И ляпнула… Без зазрения совести! Одно из тех словечек. Одно из очень таких-растаких забористых словечек… Такое, что Великий и Могучий не враз проглотил, а зыркнул предварительно в открытую дверь. Где сидел народ… Я так поняла — не хотел бы, чтобы там, в приемной, слышали… Стало быть, не такой уж он твердокаменный и небрежный. Стало быть, и впрямь не знал, как его имя полощут… Стало быть, прямо в цель мой выстрел…
«Ну, — думаю, — все. Сейчас вскипит и потребует, чтобы я исчезла с его глаз долой…»
Могло быть такое? У мужчинки, которого терзает комплекс неполноценности? Да запросто!
Но тут передо мной оказался Мужчина, который умеет держать удар, если уж на то пошло… Он даже паузу не затянул. Посмотрел мне в глаза остренько так… Нет, не сморгнула. Может, это приглянулось? Но что-то же не отвадило, нет.
— Ладно, — слышу. — Сколько вам времени надо?
И тон другой, и взгляд. Никакой малохольности. Спокойно смотрит, спокойно говорит. Объясняю:
— Мне надо будет раз пятнадцать с вами встретиться. Или десять, если будем говорить не менее часа. Можно утром или вечером. Хорошо, если бы привозили и увозили.

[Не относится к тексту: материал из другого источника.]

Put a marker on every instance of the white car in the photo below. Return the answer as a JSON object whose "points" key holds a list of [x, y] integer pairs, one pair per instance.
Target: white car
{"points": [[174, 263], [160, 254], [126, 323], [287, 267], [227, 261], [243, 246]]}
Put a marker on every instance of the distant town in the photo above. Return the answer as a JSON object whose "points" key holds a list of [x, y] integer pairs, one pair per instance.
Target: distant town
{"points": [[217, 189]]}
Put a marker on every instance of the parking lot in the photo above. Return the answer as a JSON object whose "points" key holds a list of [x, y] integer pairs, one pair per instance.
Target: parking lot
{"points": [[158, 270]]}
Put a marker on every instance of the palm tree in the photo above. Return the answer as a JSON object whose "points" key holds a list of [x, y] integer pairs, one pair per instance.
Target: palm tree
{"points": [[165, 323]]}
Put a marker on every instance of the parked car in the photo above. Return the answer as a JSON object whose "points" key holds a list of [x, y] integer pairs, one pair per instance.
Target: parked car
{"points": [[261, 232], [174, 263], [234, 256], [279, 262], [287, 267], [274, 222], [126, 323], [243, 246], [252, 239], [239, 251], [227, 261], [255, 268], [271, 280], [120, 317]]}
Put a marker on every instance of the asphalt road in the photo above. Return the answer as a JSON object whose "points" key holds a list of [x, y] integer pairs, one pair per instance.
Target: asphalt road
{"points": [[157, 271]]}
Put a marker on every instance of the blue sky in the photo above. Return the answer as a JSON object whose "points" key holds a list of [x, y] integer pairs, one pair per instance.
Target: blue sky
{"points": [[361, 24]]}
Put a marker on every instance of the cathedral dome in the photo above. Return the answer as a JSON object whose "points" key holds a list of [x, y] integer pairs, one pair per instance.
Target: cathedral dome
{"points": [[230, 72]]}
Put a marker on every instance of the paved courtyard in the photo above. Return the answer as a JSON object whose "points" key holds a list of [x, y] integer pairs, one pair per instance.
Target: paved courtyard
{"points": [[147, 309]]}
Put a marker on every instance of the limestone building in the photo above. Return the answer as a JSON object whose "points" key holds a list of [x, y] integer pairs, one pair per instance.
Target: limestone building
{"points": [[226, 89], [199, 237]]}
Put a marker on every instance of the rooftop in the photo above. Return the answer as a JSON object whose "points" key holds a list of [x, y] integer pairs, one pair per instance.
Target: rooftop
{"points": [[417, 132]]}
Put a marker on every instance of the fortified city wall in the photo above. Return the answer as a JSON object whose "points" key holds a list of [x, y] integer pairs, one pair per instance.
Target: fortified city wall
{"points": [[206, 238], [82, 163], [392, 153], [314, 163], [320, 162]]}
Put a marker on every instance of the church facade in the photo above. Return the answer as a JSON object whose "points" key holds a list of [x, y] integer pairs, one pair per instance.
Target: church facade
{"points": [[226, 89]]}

— Утром. В полдевятого, — отвечает. — Вечером я с семьей должен быть. — Смеется. — С семьей, с детьми, как же… — И опять деловито: — Приезжайте сами. Увозить будем. Спрашивайте.
Я раздвинула в стороны позолоченные или и впрямь золотые штучки, составляющие письменный прибор миллиардера, и поставила диктофон. И случился у нас с одиозным Владимиром Алексеевичем вот такой разговор:
— Начнем с детства. Чему учили вас ваши родители? Кем они хотели видеть вас?
— Особенно никто меня не учил — это раз. Почему? Потому, что время было такое — пятидесятые годы, бедность, отец — инвалид, без ноги, репрессированный. Работал кочегаром, занимался пчеловодством, хотя имел высшее образование…
— А что ему «приписали»?
— Да чепуху какую-то. Родственника хотел в партию принять, выдал ему бланк учетной карточки. Он ее испортил. Потом к родственнику пришли. Спрашивают — кто тебе дал? Говорит — секретарь парторганизации… И — отца под суд: почему врагу народа дал бланк?
— Какой это был год?
— Тридцать шестой. Отцу в это время было двадцать восемь лет. На девять месяцев в тюрьму посадили. До этого он работал директором школы, был секретарем парторганизации. Вот жизнь ему и испортили. Потом — блокада Ленинграда, ногу в блокаде отбили…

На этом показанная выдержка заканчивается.